Daylight savings time was first introduced in April 1916 in Germany and Austria, to save coal and electricity during the war. The British followed suit three weeks later, bringing “summertime” to Ireland.

For farming, the old advantages of wintertime were having light in the morning for essential yard work. Electricity was in short supply. When rural electrification happened it usually meant a few light bulbs and perhaps a sacred heart lamp and a radio. That’s no longer important.

If we stay on wintertime all year, the sky would be brightening on the western horizon at about 1.30am in midsummer.

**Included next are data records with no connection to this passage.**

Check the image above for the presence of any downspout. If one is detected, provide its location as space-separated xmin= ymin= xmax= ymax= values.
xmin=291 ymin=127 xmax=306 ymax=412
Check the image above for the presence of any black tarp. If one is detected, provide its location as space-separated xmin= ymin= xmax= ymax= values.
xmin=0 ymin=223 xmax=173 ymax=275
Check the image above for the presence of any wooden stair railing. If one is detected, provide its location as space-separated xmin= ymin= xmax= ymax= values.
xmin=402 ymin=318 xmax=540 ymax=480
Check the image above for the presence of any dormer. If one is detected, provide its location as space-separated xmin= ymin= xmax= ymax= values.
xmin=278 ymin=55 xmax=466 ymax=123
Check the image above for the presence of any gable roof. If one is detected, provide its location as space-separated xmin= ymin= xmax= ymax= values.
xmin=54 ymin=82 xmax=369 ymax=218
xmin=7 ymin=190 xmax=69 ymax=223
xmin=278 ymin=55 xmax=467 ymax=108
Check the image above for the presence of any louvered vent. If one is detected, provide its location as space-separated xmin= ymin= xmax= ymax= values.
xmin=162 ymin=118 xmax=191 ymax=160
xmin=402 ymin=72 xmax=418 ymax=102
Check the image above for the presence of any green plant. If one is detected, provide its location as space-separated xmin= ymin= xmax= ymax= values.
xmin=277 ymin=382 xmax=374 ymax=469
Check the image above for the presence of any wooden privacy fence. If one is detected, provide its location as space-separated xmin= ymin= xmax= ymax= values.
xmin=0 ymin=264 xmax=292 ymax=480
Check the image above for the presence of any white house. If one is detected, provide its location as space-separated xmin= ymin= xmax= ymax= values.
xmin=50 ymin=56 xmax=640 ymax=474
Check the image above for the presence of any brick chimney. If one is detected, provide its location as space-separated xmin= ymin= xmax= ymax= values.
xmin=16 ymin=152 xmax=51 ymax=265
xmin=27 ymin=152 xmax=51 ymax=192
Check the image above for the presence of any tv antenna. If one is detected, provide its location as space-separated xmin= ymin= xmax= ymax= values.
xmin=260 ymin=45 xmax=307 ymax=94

Coming out of a pub to the emerging morning would no longer be the preserve of lock-ins. Spring evenings wouldn’t see light last until 9pm until about 20 April, and the sun would set at 7.15pm on 1 September. Spring farm work benefits massively from the extra hour.

Later sunsets

Until 1916, Dublin was 25 minutes behind GMT, reflecting our later sunsets. Many towns had their own regional times, which were only harmonised with the adoption of daylight savings time. The idea of standard time was relatively novel. With travel being slow, and communications not much faster, having time measurement as a constant was not that important. The advent of trains and telegraphs, followed quickly by cars and telephones transformed the world.

Even at the height of the economic war, no Irish government post-Independence sought to restore a separate Irish timezone. Yet, the Republic of Ireland could be separated by a “time-border” from Northern Ireland.

There is no requirement for a post-Brexit Britain to obey an EU directive to scrap daylight savings time. And the effects won’t just be the BBC News at Ten coinciding with RTÉ’s Nine O’Clock News. Businesses will open and close at different times. On the plus side, if crossing the border takes an hour, you will get across at the same time as you joined the queue in one direction at least.